A lot has happened since then. The company more than doubled its revenue and its enterprise and commercial customers, and nearly doubled the number of customers paying over $300,000 in annual contract value (ACV). It has become much more efficient and operating cash flow has more than quadrupled. Despite all of these incredible gains, the stock is trading 74% off its peak and at levels close to where it was in March 2020.

Metric

FY2020

FY2021

FISCAL YEAR 2022

Annual change

Change over 2 years

Income

$974 million

$1,453 million

$2,107 million

45%

116%

Companies and commercial customers

75,000

125,000

170,000

36%

126%

> $300,000 VAC customers

437

599

852

42%

95%

Operating cash flow

$116 million

$297 million

$506 million

70%

336%

Source: DocuSign Investor Presentation. Table and calculations by the author.

With this stock price, one can only assume that these incredible results are ignored and the stock is dragged down by global events and an overweight on its 18% year-on-year growth projection. another for the coming year. This gives investors a great opportunity to buy an essential catalyst for today’s business operations. Let me explain why.
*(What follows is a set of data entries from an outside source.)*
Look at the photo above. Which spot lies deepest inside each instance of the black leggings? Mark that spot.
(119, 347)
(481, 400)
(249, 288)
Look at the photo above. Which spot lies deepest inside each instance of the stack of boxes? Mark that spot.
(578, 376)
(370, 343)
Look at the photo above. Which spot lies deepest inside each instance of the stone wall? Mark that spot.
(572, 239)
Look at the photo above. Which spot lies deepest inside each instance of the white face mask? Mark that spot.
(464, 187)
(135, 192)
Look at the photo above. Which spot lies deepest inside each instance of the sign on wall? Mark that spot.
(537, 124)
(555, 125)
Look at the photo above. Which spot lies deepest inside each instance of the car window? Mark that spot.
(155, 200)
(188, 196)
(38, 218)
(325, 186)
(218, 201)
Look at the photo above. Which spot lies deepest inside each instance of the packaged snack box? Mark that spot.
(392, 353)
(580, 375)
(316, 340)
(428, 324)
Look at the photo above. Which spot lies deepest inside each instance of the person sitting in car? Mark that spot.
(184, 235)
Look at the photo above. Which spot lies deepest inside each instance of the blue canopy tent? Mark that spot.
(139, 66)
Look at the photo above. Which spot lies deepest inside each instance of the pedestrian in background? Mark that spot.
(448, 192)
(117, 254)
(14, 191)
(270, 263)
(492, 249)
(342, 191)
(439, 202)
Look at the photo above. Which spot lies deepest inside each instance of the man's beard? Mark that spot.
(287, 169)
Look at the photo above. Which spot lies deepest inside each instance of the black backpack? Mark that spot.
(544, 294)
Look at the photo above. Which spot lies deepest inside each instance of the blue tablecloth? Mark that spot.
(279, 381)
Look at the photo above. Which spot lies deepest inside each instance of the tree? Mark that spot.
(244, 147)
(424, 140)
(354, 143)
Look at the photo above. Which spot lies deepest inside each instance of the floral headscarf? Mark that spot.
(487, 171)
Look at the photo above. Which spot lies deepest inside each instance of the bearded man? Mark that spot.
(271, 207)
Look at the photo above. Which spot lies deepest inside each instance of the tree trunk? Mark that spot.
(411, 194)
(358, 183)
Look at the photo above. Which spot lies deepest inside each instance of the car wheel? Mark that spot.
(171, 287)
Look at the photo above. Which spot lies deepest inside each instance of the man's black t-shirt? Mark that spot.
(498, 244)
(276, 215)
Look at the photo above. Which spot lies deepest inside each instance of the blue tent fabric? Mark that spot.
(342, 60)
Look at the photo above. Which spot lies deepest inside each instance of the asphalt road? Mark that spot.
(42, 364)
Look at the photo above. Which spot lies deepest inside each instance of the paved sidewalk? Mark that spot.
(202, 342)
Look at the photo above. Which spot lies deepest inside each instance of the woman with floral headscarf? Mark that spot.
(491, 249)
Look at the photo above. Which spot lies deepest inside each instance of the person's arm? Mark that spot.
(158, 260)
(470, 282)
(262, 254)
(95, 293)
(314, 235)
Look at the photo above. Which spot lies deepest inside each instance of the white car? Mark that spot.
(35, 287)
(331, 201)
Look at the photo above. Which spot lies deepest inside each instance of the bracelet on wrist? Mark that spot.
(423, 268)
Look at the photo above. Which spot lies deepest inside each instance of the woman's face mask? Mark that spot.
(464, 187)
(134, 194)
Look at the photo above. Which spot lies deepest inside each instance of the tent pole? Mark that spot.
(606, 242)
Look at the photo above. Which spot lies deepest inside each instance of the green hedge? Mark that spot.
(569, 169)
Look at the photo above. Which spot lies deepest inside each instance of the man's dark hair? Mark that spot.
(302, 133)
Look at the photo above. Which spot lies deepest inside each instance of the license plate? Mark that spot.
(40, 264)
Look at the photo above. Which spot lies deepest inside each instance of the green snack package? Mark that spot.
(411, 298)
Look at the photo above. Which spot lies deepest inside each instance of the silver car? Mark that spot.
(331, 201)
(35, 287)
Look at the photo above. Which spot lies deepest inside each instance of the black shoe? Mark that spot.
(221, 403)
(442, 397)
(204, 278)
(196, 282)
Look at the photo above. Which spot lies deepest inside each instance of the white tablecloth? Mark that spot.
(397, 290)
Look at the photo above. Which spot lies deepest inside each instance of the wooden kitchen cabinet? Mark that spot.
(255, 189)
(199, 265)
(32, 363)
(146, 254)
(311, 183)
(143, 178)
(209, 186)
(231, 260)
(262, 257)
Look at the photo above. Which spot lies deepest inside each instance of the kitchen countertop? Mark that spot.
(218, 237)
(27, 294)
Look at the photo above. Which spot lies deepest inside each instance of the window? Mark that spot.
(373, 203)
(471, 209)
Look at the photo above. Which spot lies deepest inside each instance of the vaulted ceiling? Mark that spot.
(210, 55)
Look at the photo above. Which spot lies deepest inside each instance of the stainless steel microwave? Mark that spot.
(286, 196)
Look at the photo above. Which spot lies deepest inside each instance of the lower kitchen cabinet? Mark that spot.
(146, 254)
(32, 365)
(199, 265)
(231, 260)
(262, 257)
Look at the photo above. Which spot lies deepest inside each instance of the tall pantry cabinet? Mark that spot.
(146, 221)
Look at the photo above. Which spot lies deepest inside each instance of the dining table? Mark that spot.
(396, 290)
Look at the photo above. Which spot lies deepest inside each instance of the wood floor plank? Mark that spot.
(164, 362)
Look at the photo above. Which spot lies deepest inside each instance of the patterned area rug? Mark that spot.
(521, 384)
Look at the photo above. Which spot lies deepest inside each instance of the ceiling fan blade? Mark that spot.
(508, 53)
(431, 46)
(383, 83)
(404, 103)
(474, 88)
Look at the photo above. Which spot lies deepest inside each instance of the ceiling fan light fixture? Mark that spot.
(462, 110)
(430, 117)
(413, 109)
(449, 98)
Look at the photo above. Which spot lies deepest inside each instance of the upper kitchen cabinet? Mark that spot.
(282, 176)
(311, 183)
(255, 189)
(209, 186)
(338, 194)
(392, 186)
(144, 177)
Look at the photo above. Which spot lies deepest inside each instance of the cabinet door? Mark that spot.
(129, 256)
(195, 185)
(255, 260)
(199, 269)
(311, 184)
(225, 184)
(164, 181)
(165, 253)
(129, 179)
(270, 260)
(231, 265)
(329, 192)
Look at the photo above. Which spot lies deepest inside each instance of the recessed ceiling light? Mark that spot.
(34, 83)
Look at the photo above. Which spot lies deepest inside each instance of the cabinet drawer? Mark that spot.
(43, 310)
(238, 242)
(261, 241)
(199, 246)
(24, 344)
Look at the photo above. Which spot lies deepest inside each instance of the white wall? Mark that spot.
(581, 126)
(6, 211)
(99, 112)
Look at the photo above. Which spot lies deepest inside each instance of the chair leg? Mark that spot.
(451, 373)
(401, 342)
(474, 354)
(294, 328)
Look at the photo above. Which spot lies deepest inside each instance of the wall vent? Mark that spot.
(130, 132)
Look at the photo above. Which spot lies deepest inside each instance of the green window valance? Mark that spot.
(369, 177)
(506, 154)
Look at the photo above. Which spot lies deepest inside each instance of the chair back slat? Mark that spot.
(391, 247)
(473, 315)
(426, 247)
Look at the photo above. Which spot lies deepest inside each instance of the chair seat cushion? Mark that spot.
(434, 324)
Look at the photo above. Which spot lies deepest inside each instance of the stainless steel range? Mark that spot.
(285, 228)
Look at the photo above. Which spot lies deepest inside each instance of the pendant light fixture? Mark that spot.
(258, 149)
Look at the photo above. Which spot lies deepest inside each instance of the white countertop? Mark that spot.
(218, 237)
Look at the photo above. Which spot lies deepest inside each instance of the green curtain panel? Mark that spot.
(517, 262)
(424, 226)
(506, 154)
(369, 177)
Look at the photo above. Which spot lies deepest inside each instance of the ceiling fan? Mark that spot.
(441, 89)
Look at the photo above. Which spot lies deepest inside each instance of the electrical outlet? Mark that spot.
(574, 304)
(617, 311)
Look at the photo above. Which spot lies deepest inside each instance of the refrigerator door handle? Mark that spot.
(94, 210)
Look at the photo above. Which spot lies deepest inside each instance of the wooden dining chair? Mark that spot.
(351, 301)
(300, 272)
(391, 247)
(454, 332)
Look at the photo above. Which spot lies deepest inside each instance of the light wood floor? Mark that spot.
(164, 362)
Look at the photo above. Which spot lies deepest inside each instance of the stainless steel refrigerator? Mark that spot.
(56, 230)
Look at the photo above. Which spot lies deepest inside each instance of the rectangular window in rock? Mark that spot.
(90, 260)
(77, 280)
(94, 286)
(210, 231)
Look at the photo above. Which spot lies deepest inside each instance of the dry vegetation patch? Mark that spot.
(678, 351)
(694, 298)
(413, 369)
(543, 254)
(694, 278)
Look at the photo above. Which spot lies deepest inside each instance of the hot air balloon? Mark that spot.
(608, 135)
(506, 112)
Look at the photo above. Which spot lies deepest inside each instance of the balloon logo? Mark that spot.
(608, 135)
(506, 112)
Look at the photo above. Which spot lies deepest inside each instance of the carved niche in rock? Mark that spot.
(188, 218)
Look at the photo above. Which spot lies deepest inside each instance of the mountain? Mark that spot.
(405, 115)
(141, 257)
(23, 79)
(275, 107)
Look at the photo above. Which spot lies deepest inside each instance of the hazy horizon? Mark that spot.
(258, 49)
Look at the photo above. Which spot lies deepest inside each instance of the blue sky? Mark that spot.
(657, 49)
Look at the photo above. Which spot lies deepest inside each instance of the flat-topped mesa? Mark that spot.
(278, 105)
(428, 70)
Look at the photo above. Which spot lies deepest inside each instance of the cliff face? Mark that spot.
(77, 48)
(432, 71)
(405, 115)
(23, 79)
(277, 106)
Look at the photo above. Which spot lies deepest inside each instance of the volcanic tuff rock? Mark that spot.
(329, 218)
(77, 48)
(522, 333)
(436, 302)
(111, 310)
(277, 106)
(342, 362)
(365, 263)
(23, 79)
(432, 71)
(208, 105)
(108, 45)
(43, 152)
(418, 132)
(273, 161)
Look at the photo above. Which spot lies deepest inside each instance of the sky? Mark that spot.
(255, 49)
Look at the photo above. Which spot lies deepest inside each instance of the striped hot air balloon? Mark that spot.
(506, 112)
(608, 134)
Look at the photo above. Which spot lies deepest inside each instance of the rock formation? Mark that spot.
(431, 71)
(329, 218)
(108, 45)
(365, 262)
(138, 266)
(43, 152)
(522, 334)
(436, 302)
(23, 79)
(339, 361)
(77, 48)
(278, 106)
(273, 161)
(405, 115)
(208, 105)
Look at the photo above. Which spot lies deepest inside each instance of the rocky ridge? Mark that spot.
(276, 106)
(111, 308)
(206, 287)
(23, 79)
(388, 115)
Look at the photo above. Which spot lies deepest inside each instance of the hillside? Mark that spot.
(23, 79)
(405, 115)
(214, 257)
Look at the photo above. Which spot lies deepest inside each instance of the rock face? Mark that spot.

The company more than doubled the number of corporate and commercial customers, which account for 88% of its revenue. These 95,000 new customers over the past two years are just starting to use this e-signature platform and are only beginning to leverage the full capabilities of the software. With net dollar retention ranging from 117% to 125% over the past nine quarters, it’s clear that existing customers are finding more opportunities to use e-signature capability more often in more functions across the business.

These strong net dollar retention numbers don’t even take into account DocuSign’s extensive suite of Agreement Cloud products that cover all phases of the agreement process: prepare, sign, act, and manage. The company barely tapped into the additional $25 billion of market opportunity for other phases of the agreement process outside of the e-signature business.

This stock won’t stay low forever as the market will eventually realize that DocuSign customers will never return to pen and paper signatures. It’s not too late to take a slice of this specialist software that has become an essential part of daily business.

This article represents the opinion of the author, who may disagree with the “official” recommendation position of a high-end advice service Motley Fool. We are heterogeneous! Challenging an investing thesis — even one of our own — helps us all think critically about investing and make decisions that help us become smarter, happier, and wealthier.